Have I missed a trick here -- or misapplied the argument?

Cheers

Dave

Apologies for the lack of tex -- the parser kept messing up and mixing up the expressions, no idea why.

5. May 21, 2010

### xepma

The boltzmann factor $$e^{iS/\hbar}$$ with S the action serves as the measure for the path integral. Each path has a corresponding measure $$e^{iS/\hbar}$$ with S evaluated along the path.

You have to be careful with how you define measures in infinite dimensional space, but you are correct to note that the 'conventional' measure (i.e. the Lebesque measure) does not exist in infinite dimensional spaces. There are other measures you can defined though.

6. Jun 2, 2010

### marsel martin

Last edited by a moderator: Apr 25, 2017
7. Jun 2, 2010

### genneth

And now you understand why mathematicians regard path integrals as sophistry. Nevertheless, just like we didn't *really* know how calculus worked before we had proper analysis, we can still get perfectly correct answers with it. In fact, now we have more than one theory that produces calculus in its high-school form.

See http://www.mth.kcl.ac.uk/~streater/lostcauses.html#IX [Broken]

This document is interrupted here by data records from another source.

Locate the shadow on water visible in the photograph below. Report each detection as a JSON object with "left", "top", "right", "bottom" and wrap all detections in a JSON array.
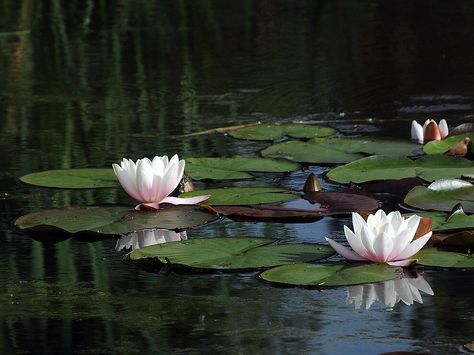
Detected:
[{"left": 2, "top": 0, "right": 474, "bottom": 353}]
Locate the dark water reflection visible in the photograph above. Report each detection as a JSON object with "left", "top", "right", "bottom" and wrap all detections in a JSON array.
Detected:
[{"left": 2, "top": 0, "right": 474, "bottom": 353}]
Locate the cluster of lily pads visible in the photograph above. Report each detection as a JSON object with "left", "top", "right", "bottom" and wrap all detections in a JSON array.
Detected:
[{"left": 15, "top": 120, "right": 474, "bottom": 309}]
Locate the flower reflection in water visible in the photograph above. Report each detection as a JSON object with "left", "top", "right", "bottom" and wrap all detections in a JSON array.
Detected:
[
  {"left": 346, "top": 272, "right": 434, "bottom": 310},
  {"left": 116, "top": 229, "right": 188, "bottom": 251}
]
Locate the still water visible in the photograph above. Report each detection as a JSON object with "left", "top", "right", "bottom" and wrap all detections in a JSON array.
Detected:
[{"left": 1, "top": 1, "right": 474, "bottom": 354}]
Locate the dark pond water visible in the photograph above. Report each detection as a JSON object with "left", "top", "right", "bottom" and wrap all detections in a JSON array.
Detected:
[{"left": 2, "top": 1, "right": 474, "bottom": 354}]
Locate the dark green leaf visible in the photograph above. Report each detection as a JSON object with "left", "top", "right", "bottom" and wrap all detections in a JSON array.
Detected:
[
  {"left": 229, "top": 123, "right": 336, "bottom": 141},
  {"left": 20, "top": 168, "right": 117, "bottom": 188}
]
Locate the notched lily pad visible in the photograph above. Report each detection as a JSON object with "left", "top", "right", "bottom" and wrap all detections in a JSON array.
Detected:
[
  {"left": 328, "top": 155, "right": 474, "bottom": 184},
  {"left": 129, "top": 237, "right": 335, "bottom": 271},
  {"left": 205, "top": 192, "right": 378, "bottom": 221},
  {"left": 20, "top": 168, "right": 117, "bottom": 188},
  {"left": 229, "top": 123, "right": 336, "bottom": 141},
  {"left": 261, "top": 137, "right": 419, "bottom": 164},
  {"left": 180, "top": 187, "right": 298, "bottom": 205},
  {"left": 259, "top": 263, "right": 402, "bottom": 287},
  {"left": 15, "top": 206, "right": 218, "bottom": 236},
  {"left": 185, "top": 156, "right": 301, "bottom": 180},
  {"left": 404, "top": 183, "right": 474, "bottom": 213},
  {"left": 414, "top": 248, "right": 474, "bottom": 268}
]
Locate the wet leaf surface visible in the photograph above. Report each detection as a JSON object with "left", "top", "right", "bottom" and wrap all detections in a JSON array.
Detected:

But remember that physics is not mathematics. In physics, we call something right when it agrees with reality. Failing that is the ultimate sin, regardless of what small-minded people say about rigour.

"A proof is a repeatable experiment in persuasion." -- Jim Horning

Last edited by a moderator: May 4, 2017
8. Jun 2, 2010

### sumeetkd

Shankar's QM speaks the exact thing, the wild paths are possible just the possibility of this happening is very low classically ( which is what we should get with the highest probability in this method ). I haven't used this much but I guess the wild paths cancel out in summation and hence dont contribute

9. Jun 2, 2010

### Geigerclick

What is wrong with considering Path Integrals as non-physical tools for calculation?